The next important aspect to consider while planting potato seeds is how to go about things. While there is no right or wrong per se, some tips on this will go a long way in planting your potato seeds correctly.

  • Often, potato seeds arrive in clusters, with a few really large ones and others of varying medium to smaller sizes. It is recommended to cut the larger ones into smaller sizes while planting since that will increase your yield.
  • Overall though, try to plant entire potatoes whole – especially the more manageable sizes, since cut potatoes are prone to worms and other pests.
  • As far as the soil goes, potatoes are versatile enough to grow well in a number of different soils. At the same time, soil which is loose and can retain moisture while also draining effectively when required would be just ideal.
  • Manure is good to use but it should be well composted. Consider using a quality, organic fertilizer such as 2-4-2.
  • Shallow trenches are ideal for planting your potato plants.
  • Each potato seed can ideally be planted at a gap of about a foot from the other. Larger potatoes can be placed further apart since they tend to yield more number of potatoes as they germinate (the extra space gives them adequate leeway to do so).

Hilling

With the when and how of planting potatoes firmly established, we come to the all-important hilling part. Again, some intuitive initiatives on your part can ensure that hilling is done effectively.
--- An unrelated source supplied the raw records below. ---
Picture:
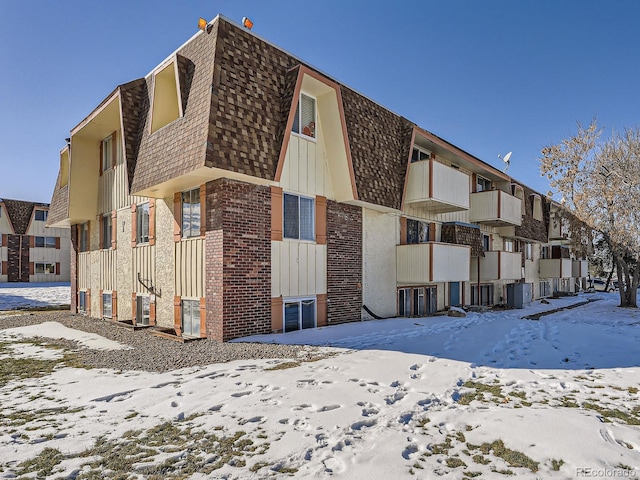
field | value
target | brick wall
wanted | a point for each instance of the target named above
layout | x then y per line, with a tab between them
344	262
238	252
18	258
  • Bring loose soil around the bottom of your potato plants once they reach about a foot in height.
  • The level to which you hill does make a difference. Usually, during the first hilling, you go relatively higher, to cover most of the plant barring the leaves at the top. Subsequent hilling sessions will be up to lower heights.
  • The gap between the first and second hilling is usually 2 to 3 weeks.
  • During your second hilling, you can possibly opt for straw or leaves in place of more soil. The guiding light for your choice of mulch has to be a loose texture and breathability; both straw and leaves fit the bill.
  • Remember that all this hilling effort on your part will not only ensure greater yield but also keep your potatoes protected from undesired elements such as beetles and other such creatures.

Harvesting

You have clearly put in a lot of your effort and time in planting potato seeds the right way and hilling the plants that grow out of those seeds.

Eventually, it is time to reap the fruits of your labor!
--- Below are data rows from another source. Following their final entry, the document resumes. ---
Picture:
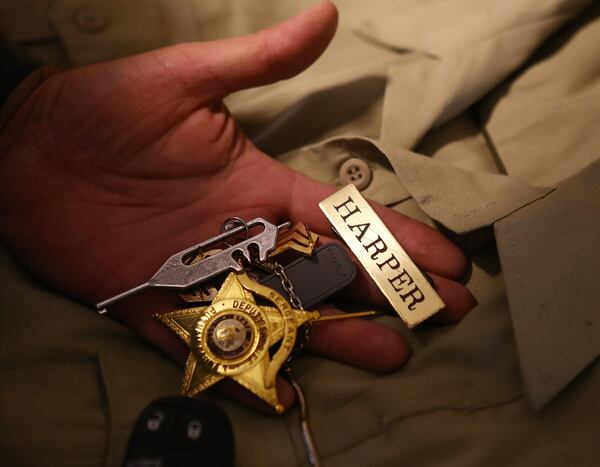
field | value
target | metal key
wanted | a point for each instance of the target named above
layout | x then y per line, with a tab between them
176	274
Some intuitive steps at this stage too will ensure maximum rewards.

  • The vines tend to die off. This is when you know that your potatoes are ready to be harvested.
  • Before this, you will notice your potato plants flowering. A few weeks after this is when you know you can harvest.
  • Potatoes are typically very easy to harvest gently, without doing any damage to other potatoes (not all potatoes in a bunch would be ready at the same time).
  • Potatoes can survive relatively cold climate. At the same time, if you do anticipate excessively frosty weather, then you should ideally harvest before that.

Conclusion

In this article, our clear focus has been on hilling potatoes. In that regard, we described the entire process of how to hill potatoes in significant detail. We also spelt out the reasons for which hilling is so important; with the obvious and most important one being the fact that yield is increased significantly, thanks to hilling.

Subsequently, we went over the steps for growing potatoes organically, from planting their seeds, to hilling, and finally to harvesting – with tips and tricks galore!

Anything glaring that you feel we missed out?